On Thursday, we headed to the Luxor’s burlesque show, ‘Midnight Fantasy.’ Burlesque of course being the French euphemism for ‘dancing Italian b00bies.’ However, much to my dismay the usher informed us that there would be no drinks served in the theater itself, and this caused me no small amount of panic, having come in just two short days to rely entirely on alcohol for my sustenance and good humor.
So I ran to the bar and ordered a red bull, double vodka. This is the ideal drink for watching dancing Italian b00bies. And it only cost $14.50. I gave the bartender a $10 and a $5 and told him to keep the change. He rolled his eyes, which in Vegas must be a compliment, because I got it all the time, and I’m extremely charming when intoxicated.
The walkway to the theater was something close to a ¼ mile, and I was happy to have so much to drink.
From here on, however, the story takes a painful turn. Because no sooner had we sat down that some mysterious announcer said, ‘Please note that there are no restrooms in the theater, and it’s a long walk back to the lobby.’

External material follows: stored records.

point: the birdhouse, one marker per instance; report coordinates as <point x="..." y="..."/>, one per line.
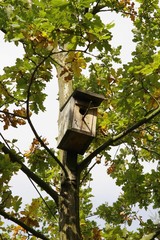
<point x="78" y="117"/>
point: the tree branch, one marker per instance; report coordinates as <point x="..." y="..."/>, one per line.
<point x="23" y="225"/>
<point x="116" y="138"/>
<point x="15" y="158"/>
<point x="29" y="119"/>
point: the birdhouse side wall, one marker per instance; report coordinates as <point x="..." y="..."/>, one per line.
<point x="65" y="119"/>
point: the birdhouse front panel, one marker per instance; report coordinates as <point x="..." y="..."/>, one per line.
<point x="84" y="117"/>
<point x="77" y="121"/>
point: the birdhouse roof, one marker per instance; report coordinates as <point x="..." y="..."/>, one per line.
<point x="87" y="96"/>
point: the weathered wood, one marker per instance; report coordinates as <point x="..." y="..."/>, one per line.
<point x="77" y="126"/>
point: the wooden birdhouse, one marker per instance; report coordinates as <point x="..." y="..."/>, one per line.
<point x="77" y="126"/>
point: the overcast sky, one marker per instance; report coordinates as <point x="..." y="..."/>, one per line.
<point x="104" y="188"/>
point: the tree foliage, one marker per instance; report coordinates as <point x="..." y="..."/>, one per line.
<point x="128" y="119"/>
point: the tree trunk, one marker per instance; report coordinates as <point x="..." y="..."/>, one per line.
<point x="69" y="224"/>
<point x="69" y="200"/>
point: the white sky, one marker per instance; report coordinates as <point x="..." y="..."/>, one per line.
<point x="103" y="186"/>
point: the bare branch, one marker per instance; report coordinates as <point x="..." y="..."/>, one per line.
<point x="112" y="141"/>
<point x="23" y="225"/>
<point x="16" y="158"/>
<point x="29" y="120"/>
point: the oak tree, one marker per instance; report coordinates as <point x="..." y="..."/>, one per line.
<point x="72" y="36"/>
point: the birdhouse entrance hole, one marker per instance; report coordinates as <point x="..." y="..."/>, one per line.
<point x="82" y="110"/>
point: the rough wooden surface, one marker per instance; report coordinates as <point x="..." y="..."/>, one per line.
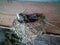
<point x="50" y="10"/>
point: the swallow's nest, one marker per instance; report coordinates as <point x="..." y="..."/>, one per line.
<point x="28" y="30"/>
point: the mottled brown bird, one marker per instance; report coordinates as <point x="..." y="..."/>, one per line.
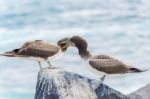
<point x="101" y="63"/>
<point x="39" y="50"/>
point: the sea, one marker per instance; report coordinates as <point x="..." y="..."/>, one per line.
<point x="119" y="28"/>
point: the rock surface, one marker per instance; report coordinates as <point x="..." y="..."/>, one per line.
<point x="142" y="93"/>
<point x="60" y="84"/>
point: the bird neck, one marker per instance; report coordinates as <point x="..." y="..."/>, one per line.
<point x="84" y="54"/>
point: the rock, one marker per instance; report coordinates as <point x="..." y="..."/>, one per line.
<point x="142" y="93"/>
<point x="60" y="84"/>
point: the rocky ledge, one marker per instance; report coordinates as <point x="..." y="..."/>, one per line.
<point x="60" y="84"/>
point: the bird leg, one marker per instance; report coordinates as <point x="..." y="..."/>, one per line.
<point x="49" y="63"/>
<point x="40" y="64"/>
<point x="103" y="78"/>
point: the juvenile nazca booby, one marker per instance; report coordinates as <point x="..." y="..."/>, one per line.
<point x="38" y="50"/>
<point x="101" y="63"/>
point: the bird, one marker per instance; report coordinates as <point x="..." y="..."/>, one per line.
<point x="39" y="50"/>
<point x="100" y="63"/>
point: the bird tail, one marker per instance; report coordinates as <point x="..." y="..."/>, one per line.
<point x="10" y="53"/>
<point x="136" y="70"/>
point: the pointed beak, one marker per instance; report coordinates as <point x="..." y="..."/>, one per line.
<point x="67" y="43"/>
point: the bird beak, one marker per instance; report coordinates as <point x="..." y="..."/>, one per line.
<point x="67" y="43"/>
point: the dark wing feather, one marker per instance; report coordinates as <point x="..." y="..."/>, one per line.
<point x="110" y="66"/>
<point x="39" y="49"/>
<point x="102" y="57"/>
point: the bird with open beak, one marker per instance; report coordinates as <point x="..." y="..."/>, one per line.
<point x="99" y="63"/>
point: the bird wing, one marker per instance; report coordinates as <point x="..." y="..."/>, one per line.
<point x="38" y="49"/>
<point x="110" y="66"/>
<point x="102" y="57"/>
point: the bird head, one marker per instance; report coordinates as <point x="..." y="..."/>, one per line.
<point x="64" y="43"/>
<point x="79" y="42"/>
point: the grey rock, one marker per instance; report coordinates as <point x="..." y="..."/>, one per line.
<point x="60" y="84"/>
<point x="142" y="93"/>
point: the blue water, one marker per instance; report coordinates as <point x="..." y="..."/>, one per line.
<point x="114" y="27"/>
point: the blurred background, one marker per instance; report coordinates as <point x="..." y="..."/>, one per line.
<point x="120" y="28"/>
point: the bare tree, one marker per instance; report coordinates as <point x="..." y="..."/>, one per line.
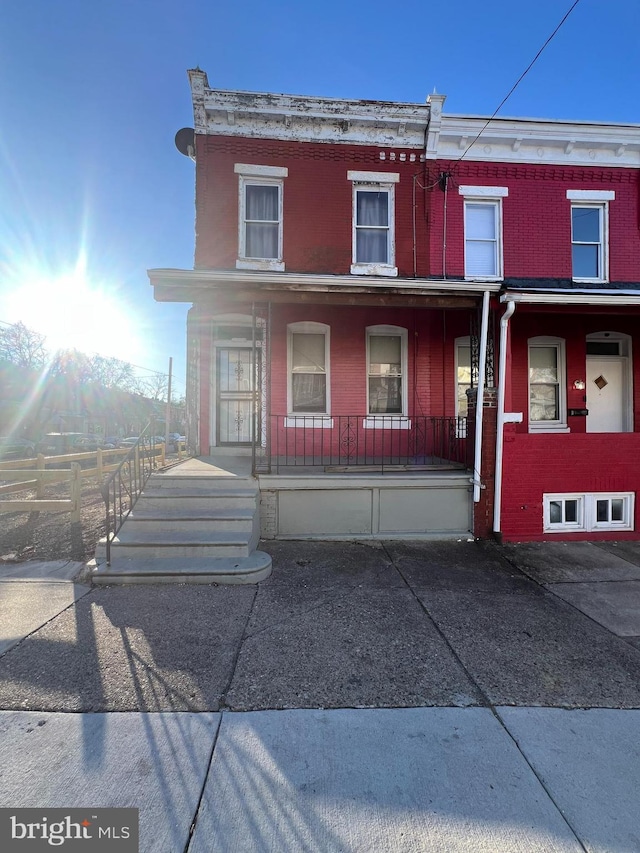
<point x="155" y="386"/>
<point x="22" y="346"/>
<point x="113" y="373"/>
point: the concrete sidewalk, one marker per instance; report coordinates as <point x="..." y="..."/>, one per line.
<point x="397" y="696"/>
<point x="413" y="779"/>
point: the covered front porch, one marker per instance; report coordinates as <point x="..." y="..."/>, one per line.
<point x="346" y="398"/>
<point x="312" y="502"/>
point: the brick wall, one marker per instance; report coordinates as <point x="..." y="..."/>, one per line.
<point x="431" y="336"/>
<point x="576" y="461"/>
<point x="535" y="464"/>
<point x="537" y="217"/>
<point x="483" y="509"/>
<point x="317" y="201"/>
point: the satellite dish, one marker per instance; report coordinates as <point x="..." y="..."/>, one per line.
<point x="186" y="142"/>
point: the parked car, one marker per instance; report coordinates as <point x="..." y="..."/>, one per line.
<point x="90" y="443"/>
<point x="58" y="443"/>
<point x="16" y="448"/>
<point x="130" y="441"/>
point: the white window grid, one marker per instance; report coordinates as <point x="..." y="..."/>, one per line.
<point x="587" y="511"/>
<point x="312" y="419"/>
<point x="495" y="241"/>
<point x="379" y="182"/>
<point x="559" y="424"/>
<point x="391" y="420"/>
<point x="601" y="244"/>
<point x="250" y="174"/>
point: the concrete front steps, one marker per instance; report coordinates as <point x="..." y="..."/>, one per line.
<point x="188" y="528"/>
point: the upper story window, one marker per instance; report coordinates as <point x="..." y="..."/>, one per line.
<point x="483" y="231"/>
<point x="547" y="384"/>
<point x="386" y="370"/>
<point x="308" y="360"/>
<point x="373" y="223"/>
<point x="590" y="234"/>
<point x="260" y="206"/>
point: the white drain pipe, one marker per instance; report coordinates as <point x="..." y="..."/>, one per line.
<point x="502" y="379"/>
<point x="477" y="452"/>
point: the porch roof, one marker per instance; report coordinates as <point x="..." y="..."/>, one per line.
<point x="615" y="298"/>
<point x="176" y="285"/>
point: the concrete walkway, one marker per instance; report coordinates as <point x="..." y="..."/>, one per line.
<point x="389" y="696"/>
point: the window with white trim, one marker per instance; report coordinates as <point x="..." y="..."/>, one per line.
<point x="373" y="224"/>
<point x="261" y="211"/>
<point x="590" y="234"/>
<point x="587" y="242"/>
<point x="591" y="511"/>
<point x="483" y="231"/>
<point x="386" y="370"/>
<point x="547" y="385"/>
<point x="308" y="368"/>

Oh, good lord! I thought. I looked down at my drink, now nearly completely empty. I squeezed the muscles in my lower abdomen. There was a slight bit of tickly resistance to my famously small bladder. I tried to gauge how much time I had left before bursting. Maybe 30-40 minutes tops. I took a sip of my red bull, double vodka from nervousness, dropping the total to 25-35 minutes, tops.
For the next 15 minutes we listened to the entire Maroon 5 CD waiting for the appearance of the burlesque performers, who were apparently determined to torment me.
Finally, a sultry, unseen female voice asked the audience, ‘What’s your fantasy?’ as the red velvet curtains parted to reveal 6 topless women frolicking across the stage. My first instinct was to stand up and shout, ‘OH MY GOD! I CAN SEE THEIR B00BIES!’ Fortunately, I had been hardened from years of seeing this sort of thing in quality adult literature. I swigged the last of my red bull, double vodka and wiped my brow, and prepared to fall in love, as I so easily do with members of the opposite sex (and sometimes very attractive members of the same).
The problem, I was beginning to realize, was that there were too many b00bies. To be exact, there were 12 of them, of all shapes and sizes. Well, all big shapes and sizes, anyway. I tried desperately to focus on just two of them, but every time my eyes locked in on a pair, another pair would dash in front of those, winning my attention and blurring my eyes. It was maddening. I felt like an eagle trying to focus in on a flock of pigeons, a shark trying to single out the wounded in a school of salmon, a lion trying to pick out a single gazelle. But mostly, I felt like a drunk trying to concentrate on not wetting myself.
So when the sultry narrator again asked the audience, ‘What’s your fantasy?’, it took all my strength not to shout back, ‘TO PEE!!!’.
By the second act, I had to urinate so badly that I barely even noticed I was surrounded by b00bies, and rocked pathetically back and forth on my seat clutching my abdomen like an asylum patient.
90 excruciating minutes later, the nightmare was over, and I ran the quarter mile back to the lobby, where several of the dancing girls were waiting for the audience to pose for photos. And if I wasn’t in such a desperate situation, I might have stopped and said, ‘What you’re doing is wrong!’, but I don’t think they would have understood.
So all in all, if you’re ever in Vegas, be sure and catch Midnight Fantasy. But for god’s sake make sure you avoid any liquid intake for at least 12 hours beforehand.